SpaceX has secured an option to acquire Cursor AI for approximately $60 billion, according to sources familiar with the matter who spoke to TechCrunch. The option structure — not yet confirmed by either party — would value the AI coding startup at more than twice what OpenAI commanded in its 2023 Series C round, despite Cursor's footprint being a fraction of the size.
Cursor launched in early 2023 as an IDE fork built on VSCode, optimized for large language model inference during active development sessions. The product found traction among solo developers and small engineering teams who valued inline code generation over the chat-based interfaces that dominated the first wave of AI tooling. By late 2024, Cursor had captured meaningful share among venture-backed startups and portions of Big Tech's internal tooling committees, particularly at shops running Anthropic's Claude models in production. The company has not disclosed revenue figures, user counts, or previous funding rounds.
The $60 billion figure positions Cursor as the most expensive unconfirmed acquisition target in the current AI cycle. For context, Microsoft's reported OpenAI investment totaled roughly $13 billion across multiple tranches, and GitHub — the closest comp in developer tooling — sold to Microsoft for $7.5 billion in 2018. The valuation implies SpaceX sees Cursor as foundational infrastructure, not a feature.
What makes this unusual is the acquirer. SpaceX operates Starlink, manufactures rockets, and runs satellite constellations — not SaaS products. But the firm has been scaling internal software teams rapidly since 2021, particularly around autonomous flight systems, orbital dynamics modeling, and Starlink's ground-station orchestration layer. Cursor's core competency — accelerating code velocity inside tightly constrained engineering environments — maps directly to SpaceX's operational bottleneck: the speed at which it can iterate avionics software between launch windows. The option structure suggests SpaceX wants to lock in the acquisition price now, before Cursor's enterprise contracts make the company prohibitively expensive or strategically unavailable.
The timing matters. Cursor recently began piloting enterprise licenses with unnamed Fortune 500 accounts, according to developer forum chatter and LinkedIn job postings. If those pilots convert to multi-year contracts, Cursor's leverage increases and its strategic optionality narrows. An option held today preserves SpaceX's ability to execute the acquisition before Cursor becomes a vendor to competitors like Blue Origin or defense primes.

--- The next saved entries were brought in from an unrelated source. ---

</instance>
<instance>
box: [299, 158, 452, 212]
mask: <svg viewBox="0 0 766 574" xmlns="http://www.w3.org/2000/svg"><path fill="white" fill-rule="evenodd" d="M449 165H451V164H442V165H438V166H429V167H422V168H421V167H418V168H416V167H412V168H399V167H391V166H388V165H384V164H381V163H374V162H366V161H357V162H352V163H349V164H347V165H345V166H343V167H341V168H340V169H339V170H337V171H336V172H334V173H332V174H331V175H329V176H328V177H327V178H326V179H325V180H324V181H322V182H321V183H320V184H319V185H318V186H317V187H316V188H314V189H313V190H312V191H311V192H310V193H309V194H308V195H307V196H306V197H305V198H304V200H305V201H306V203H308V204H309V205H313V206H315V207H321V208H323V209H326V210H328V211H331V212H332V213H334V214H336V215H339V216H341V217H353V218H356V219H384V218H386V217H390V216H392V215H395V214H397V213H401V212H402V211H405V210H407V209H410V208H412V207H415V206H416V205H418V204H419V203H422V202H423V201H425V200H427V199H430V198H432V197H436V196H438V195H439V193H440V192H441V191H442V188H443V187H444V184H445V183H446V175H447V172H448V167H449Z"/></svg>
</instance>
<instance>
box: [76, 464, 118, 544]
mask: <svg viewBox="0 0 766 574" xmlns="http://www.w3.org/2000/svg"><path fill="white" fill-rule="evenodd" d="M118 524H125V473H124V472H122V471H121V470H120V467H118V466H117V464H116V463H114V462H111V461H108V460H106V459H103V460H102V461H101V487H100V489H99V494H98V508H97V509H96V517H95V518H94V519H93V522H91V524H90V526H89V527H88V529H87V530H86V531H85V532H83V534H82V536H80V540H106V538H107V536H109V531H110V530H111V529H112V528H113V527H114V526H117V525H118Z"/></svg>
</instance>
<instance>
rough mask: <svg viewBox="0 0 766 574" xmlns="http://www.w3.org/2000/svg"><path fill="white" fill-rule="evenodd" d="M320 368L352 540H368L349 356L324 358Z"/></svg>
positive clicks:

Allocators should watch three follow-on events. First, whether Cursor raises a traditional venture round in Q1 2025 — any new capital would require board approval and likely leak the option's existence. Second, SpaceX's Starlink software hiring pace over the next 90 days; a surge in IDE-adjacent roles would signal internal preparation for integration. Third, GitHub Copilot's enterprise retention metrics when Microsoft reports fiscal Q3 results in late April; weak retention would validate the thesis that Cursor's architecture has durable advantages in production environments.
The option itself is the opinion. SpaceX does not acquire consumer apps or speculative bets. If the firm is willing to lock $60 billion into an 18-month-old coding assistant, it has already run the internal calculus that Cursor's technology is non-replicable at the pace its launch cadence demands.
The takeaway
SpaceX's **$60B** Cursor option prices in non-replicable code velocity as infrastructure, not a developer feature.